By JADE LEWIN
The children from Africa arrive in groups. Those up to the age of 5 arrive with their mothers. Those older than 5 are considered, owing to funding constraints, to be old enough to travel alone. They arrive with other children, accompanied by a nurse.
The children, nurses and mothers arrive weary, exhausted physically and mentally from 48-hours of travel. The children who are most unwell are taken straight to the hospital. The rest are taken from the airport to the Save A Child’s Heart children’s home in Holon, Tel Aviv, where they are encouraged to sleep for a few hours.
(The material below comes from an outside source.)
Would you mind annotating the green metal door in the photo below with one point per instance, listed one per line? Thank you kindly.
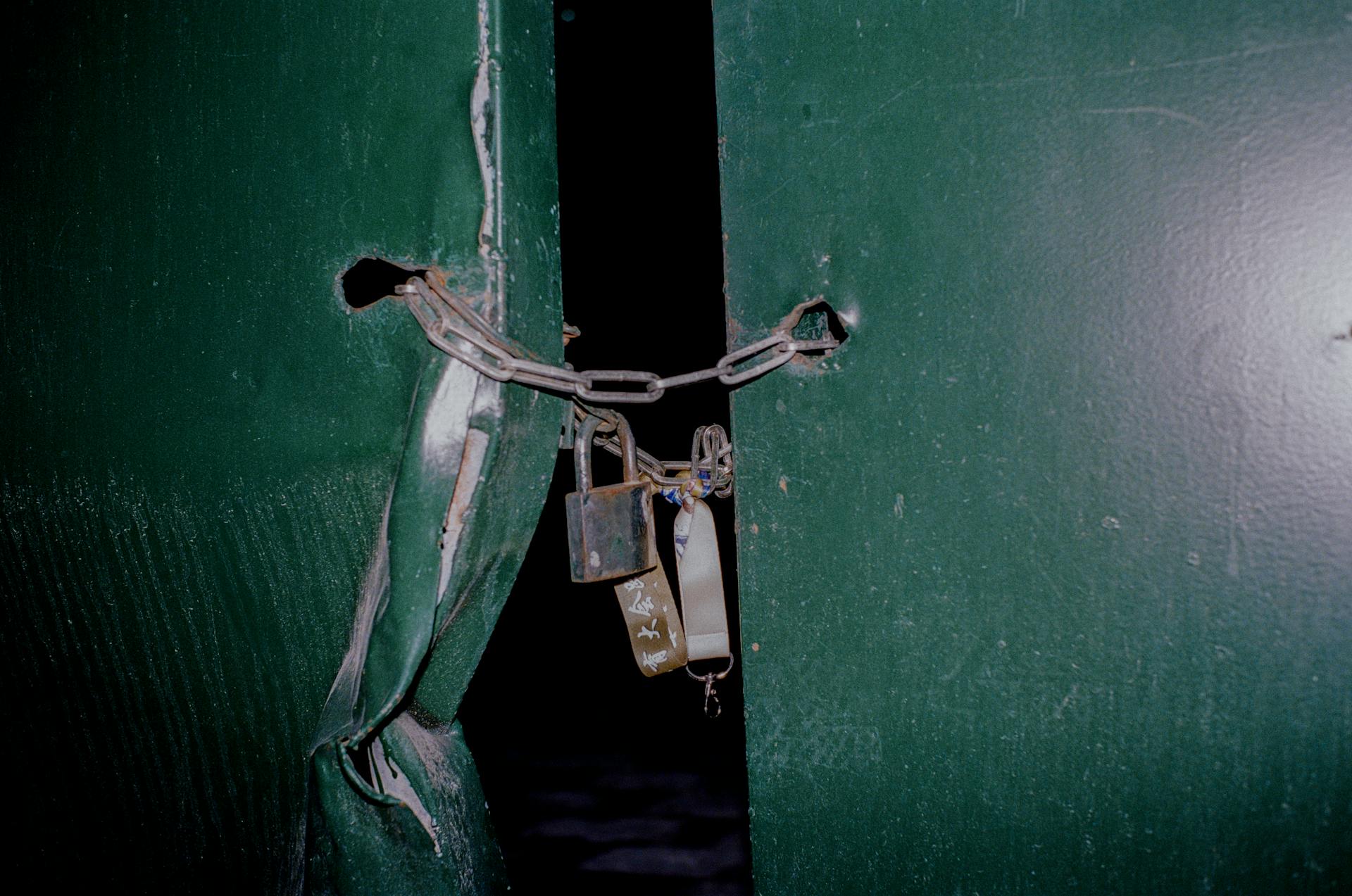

In the morning, they are driven to the nearby Wolfson Medical Centre for a day of medical tests and cardiology screenings.
One cannot imagine what it must feel like, to arrive in a country so foreign to you that you have likely never even heard of it. To be leaving your village for the very first time to travel abroad to a strange country. To be five or six years old, in Israel without your mother or your father, and about to undergo a life-saving heart operation.
For most of the 250 plus children helped by Save A Child’s Heart each year, this is the only chance that they have at life.
There are millions of children around the globe suffering from rheumatic and congenital heart disease. At any given moment, thousands of children die due to a lack of adequate health care, clean drinking water, and access to medication.